La troupe de danse folklorique Réda.
Miser sur la simplicité et la sobriété pour plaire aux téléspectateurs et leur délivrer un message implicite, c’est aussi l’un des atouts de la nouvelle chaîne, qui aspire à être proche du public. Elle cible essentiellement les téléspectateurs égyptiens et arabes, en présentant trois types de contenus : des oeuvres originales produites par la chaîne, ou par des producteurs exécutifs, et des oeuvres acquises de l’étranger. Celles-ci sont sous-titrées ou doublées. D’ailleurs, toutes les oeuvres choisies partagent un dénominateur commun : des sujets intéressants et en conformité avec la culture et le goût du public oriental. Normal. Car les téléspectateurs peuvent se détourner s’ils jugent le contenu monotone ou hors de la norme sociale.

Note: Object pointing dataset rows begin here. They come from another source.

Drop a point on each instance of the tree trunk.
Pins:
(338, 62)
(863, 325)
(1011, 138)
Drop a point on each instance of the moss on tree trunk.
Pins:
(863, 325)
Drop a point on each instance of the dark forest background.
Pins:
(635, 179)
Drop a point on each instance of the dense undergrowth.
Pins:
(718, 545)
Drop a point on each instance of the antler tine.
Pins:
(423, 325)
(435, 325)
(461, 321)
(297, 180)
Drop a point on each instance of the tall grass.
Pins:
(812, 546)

Mis à part les documentaires et les docudrames inédits, offrant des histoires vraies, la chaîne entend faire du journalisme audiovisuel à travers des épisodes qui racontent des histoires portées par celles et ceux qui en sont les héros. C’est, à titre d’exemple, le cas du programme Hiwar Khas (entrevue privée). Dans ce dernier, il s’agit d’interviewer l’émir des islamistes de Daech. « Je crois que cette entrevue va contredire plein d’idées reçues à propos de l’extrémisme religieux. Le chef du groupe terroriste n’est pas quelqu’un de naïf, qui a subi un lavage de cerveau », fait remarquer Ahmed Al-Derrini, chef du secteur de la production auprès de la chaîne, en évoquant le programme Al-Safira Aziza.
Une programmation variée
La grille des programmes couvre tous les goûts 24h sur 24. Elle a commencé par offrir aux enfants un contenu qui sera diffusé pour la première fois dans le monde arabe, tel le film suisse Mon ami l’ours. En outre, les amateurs de sport ont rendez-vous avec le documentaire Pelé, le joyau noir et les cinéphiles peuvent regarder Les Best of Bergman, Hitler comme jamais vu auparavant, Al-Rihani, etc.
Les passionnés de lettres ne sont pas oubliés. Des documentaires sur le monde de Naguib Mahfouz ou celui de Youssef Idriss sont inclus au programme, de même qu’un documentaire sur la troupe de danse folklorique Réda, s’adressant aux amateurs de danse.
La nouvelle chaîne entend ainsi se distinguer par un large éventail de contenu aussi riche que varié. « La production des documentaires est coûteuse, mais ils ne sont pas rentables. Alors, l’idée que le pays soutient ce genre de contenu offre, d’une part, des opportunités pour tous ceux qui travaillent dans le domaine et, d’autre part, permet à cet art de s’épanouir », explique Rasha Al-Shamy, journaliste, réalisatrice et productrice de documentaires qui a déjà collaboré avec l’unité des documentaires, avant qu’elle ne se transforme en une chaîne spécialisée.
Essam Zakariya, critique de cinéma et président du Festival d’Ismaïliya pour les courts métrages et les documentaires, loue de son côté la décision de lancer une chaîne thématique du genre, en déclarant dans la presse : « Je souhaite voir, outre les documentaires, des émissions qui abordent différents genres de documentaires afin d’initier le public aux valeurs esthétiques. Je m’attends également à ce qu’elle couvre des festivals et des événements liés à ce genre ».